As for what a Trump presidency does mean? It is an administration that will be full of in-fighting. It is an administration that will be divided by mass fractures within and without the Republican base, no matter what Trump decides to do. It is an administration that will start without direction, for winning, apparently, was never a serious thought. It is an administration that will be full of scandals, yes, and an administration that will be unable to renegotiate deals, improve livelihood, or rein in the sort of corporate shenanigans Trump, himself, is known for, yet has promised to stop. It is an administration that might very well go ahead and execute the worst of Trump’s proposals – the wall, a Muslim registry – and thus accelerate its own downfall. Yet it also an administration that will serve as a middle finger to that liberal malaise, political correctness, which had allowed liberals to assume America was different from what it was, as if it were a mere bubble within their bubble, even as the ‘real’ America had always held out a mirror, and no one dared look. And whereas Trump’s biggest supporters will simply ignore his failures, and devise conspiracies around whom to blame, that tiny sliver of the rational electorate is all that’s needed to say No. This is where Democrats can shake off their hypocritical past, start following Obama’s advice, and look to new leadership: something the Republicans are at present unwilling to do.

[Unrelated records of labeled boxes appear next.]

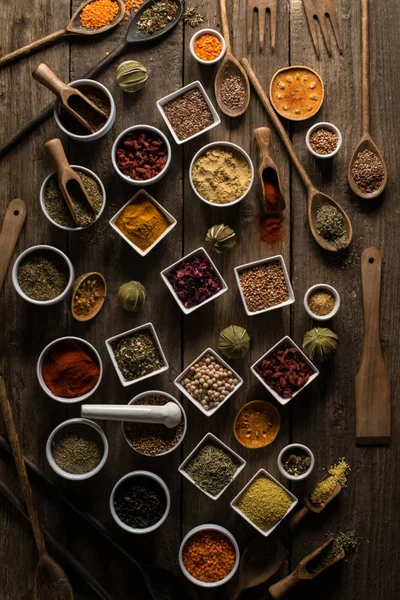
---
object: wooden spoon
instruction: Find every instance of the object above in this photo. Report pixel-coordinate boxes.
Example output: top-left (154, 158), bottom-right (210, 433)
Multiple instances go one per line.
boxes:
top-left (231, 537), bottom-right (287, 600)
top-left (242, 58), bottom-right (353, 252)
top-left (44, 138), bottom-right (95, 226)
top-left (347, 0), bottom-right (388, 200)
top-left (0, 0), bottom-right (125, 69)
top-left (214, 0), bottom-right (250, 117)
top-left (268, 538), bottom-right (345, 600)
top-left (0, 377), bottom-right (73, 600)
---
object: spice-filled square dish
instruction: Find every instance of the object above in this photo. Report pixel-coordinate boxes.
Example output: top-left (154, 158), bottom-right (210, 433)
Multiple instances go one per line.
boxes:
top-left (110, 190), bottom-right (176, 256)
top-left (178, 433), bottom-right (246, 500)
top-left (157, 81), bottom-right (221, 144)
top-left (161, 248), bottom-right (228, 315)
top-left (251, 336), bottom-right (319, 405)
top-left (235, 255), bottom-right (295, 317)
top-left (231, 469), bottom-right (298, 537)
top-left (106, 323), bottom-right (169, 387)
top-left (174, 348), bottom-right (243, 417)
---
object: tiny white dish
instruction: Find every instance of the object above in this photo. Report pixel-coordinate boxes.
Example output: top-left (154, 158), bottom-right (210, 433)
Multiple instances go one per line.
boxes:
top-left (109, 190), bottom-right (177, 256)
top-left (179, 523), bottom-right (240, 588)
top-left (250, 335), bottom-right (319, 406)
top-left (234, 254), bottom-right (295, 317)
top-left (304, 283), bottom-right (340, 321)
top-left (12, 244), bottom-right (75, 306)
top-left (46, 418), bottom-right (108, 481)
top-left (178, 433), bottom-right (246, 500)
top-left (174, 348), bottom-right (243, 417)
top-left (106, 323), bottom-right (169, 387)
top-left (157, 81), bottom-right (221, 144)
top-left (231, 469), bottom-right (298, 537)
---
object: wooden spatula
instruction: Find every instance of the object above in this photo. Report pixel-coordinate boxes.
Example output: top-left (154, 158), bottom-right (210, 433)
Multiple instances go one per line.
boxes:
top-left (355, 247), bottom-right (390, 445)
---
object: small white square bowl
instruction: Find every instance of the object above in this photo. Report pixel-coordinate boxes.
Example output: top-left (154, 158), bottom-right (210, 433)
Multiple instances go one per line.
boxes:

Judging by all we’ve seen, it is likely that Donald Trump ran a presidential campaign mostly to get attention. Now that it’s all gotten a bit out of hand, Trump is utterly clueless as to how to proceed. Yet of all the ill that might come from a Trump presidency, there is still another possibility that’s been overlooked. How long has America bullied others on the strength of its reputation, installing tin-pot dictators wherever they might be tolerated, allowing its own corporatism to run amok, wrecking the environment, ignoring the international consensus on this or that issue, intervening when it is least needed, hypocritically tending to its own affairs when it is? These contradictions have, unfortunately, made America full on its own bullshit. But about a month ago, America spoke, and it’s chosen a clown amidst the circus-freaks and liars it could have otherwise had. How fitting, in a way. How humbling. For there’s something in that, too.
[A version of this article first appeared on the BlogCritics website.]